Okay, so I have some idea. Her last known whereabouts are in New York, as an interactive technology student/instructor and Pedicab driver. The last time I actually saw her was in San Francisco, when I was in the first few months of my engagement to Dan. But it doesn't stop me from glimpsing her in so many different places. Maybe because I recognize something in her that I finally saw in myself only a few years ago - the need to move beyond boundaries in one way or another.

Ava jumped into the glass department my second year of college, and my first year as a glass major. She was one of the people who brought the average age of the entire department up - Ava had to be in her mid-thirties when I had reached twenty. She carried around with her a certain fount of optimism, though her life could certainly be chaotic. She taught beginning glassworkers in her first couple of years as a glass major with a great deal of patience, something she must have brought to her job at a local psychiatric hospital as well. I got the idea that the job was wearing on her some, but she couldn't really give it up because the money was good and the hours allowed her to head to school.

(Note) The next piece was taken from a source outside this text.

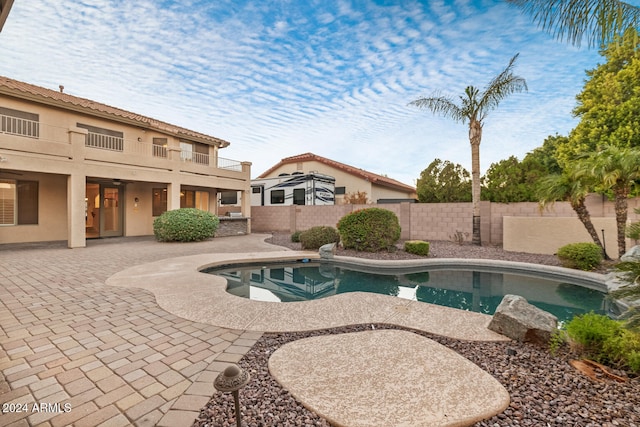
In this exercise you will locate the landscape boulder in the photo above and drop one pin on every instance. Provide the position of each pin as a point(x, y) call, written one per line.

I should have gotten some hints from the way she took up smoking to deal with the stress every time finals came around. From her love for first a motorcycle, then a Volkswagen Westfalia camper van as her primary transportation. From the observation she made once that as artists went, I was an order person attracted to chaos, whereas she was a chaos person attracted to order. Initially, I had seen her as one of the saner people at work and play in the glass department, but her restlessness got the better of her. Her ability to focus, barely there to begin with, went off to someplace else.

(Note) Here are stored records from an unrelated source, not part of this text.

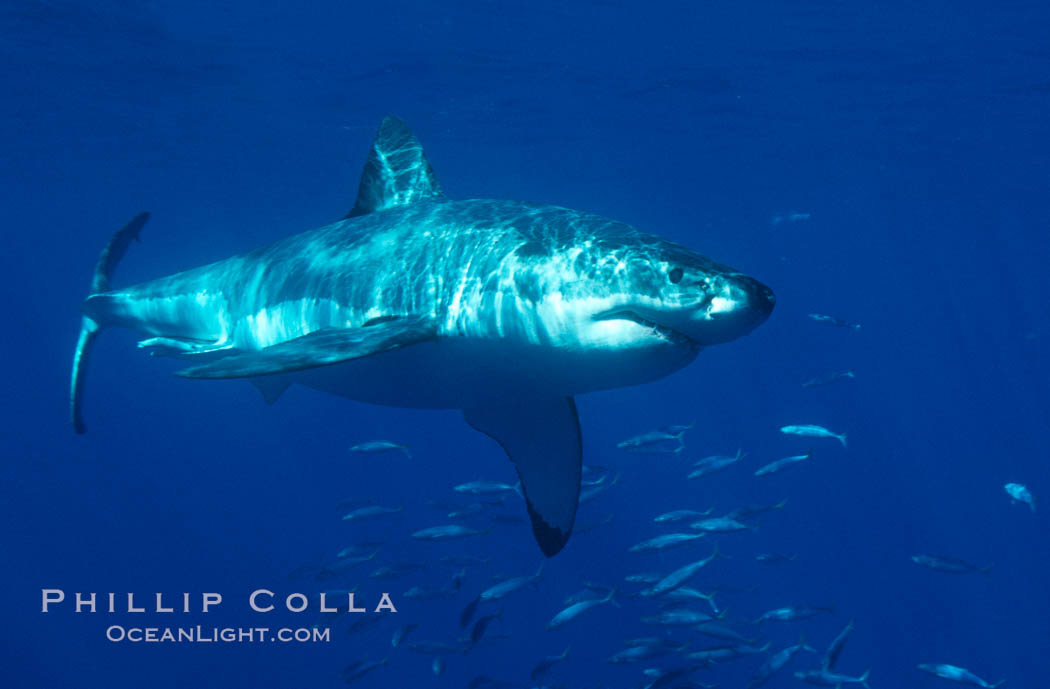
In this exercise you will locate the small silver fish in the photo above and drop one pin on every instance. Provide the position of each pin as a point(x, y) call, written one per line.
point(664, 542)
point(509, 586)
point(781, 464)
point(667, 440)
point(681, 515)
point(1021, 494)
point(832, 320)
point(720, 525)
point(371, 510)
point(811, 431)
point(828, 379)
point(379, 447)
point(680, 576)
point(714, 463)
point(487, 487)
point(827, 679)
point(544, 666)
point(959, 674)
point(944, 563)
point(574, 610)
point(447, 533)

Maybe if a real multimedia major existed on campus, Ava would have found a home there. As it was, she barely graduated with a BFA in glass, and I couldn't help thinking what a waste it was that she didn't put more into it than she had. She had had such great ideas concerning glass as a medium when her heart was into it, but her heart had been led astray. What I was really tsk-ing at, though, was what her story seems to be telling me now.

She was leading the life that, in some ways, I wished I had had the courage to lead. She was following her bliss, and it didn't involve drugs in any way (with the exception of the nicotine at finals time), just a pursuit of ideas. I didn't have admiration for her general blurriness with regards to her ideas and their development, but I did have a faint wish that with my ability to focus on things and a good dose of her disregard for certain boundaries, the sky would be the limit. I was on track at the time for my degree and for graduate school, and, in all probability, a career teaching art at the university level. What my window on Ava's life planted in me was a seed that had the potential to blow that seemingly set plan out of the water. And at the time, that scared me some.

Eventually, however, that seed began to sprout. And now my life is very different than what I thought it would be. Once in a long while, I see Ava in a restaurant, on a street corner, at a museum... and I want to share that with her, and see what direction her life has taken. And I want to drink in her optimism and savor it like I never did.

I never did truly appreciate her smile and her outlook until it was out of my life for over a decade. As I embark on some adventures teaching young children, I find I need that outlook more than ever. But when I least expect it, and possibly when I most need it, Ava will be close by. Of that I can be sure.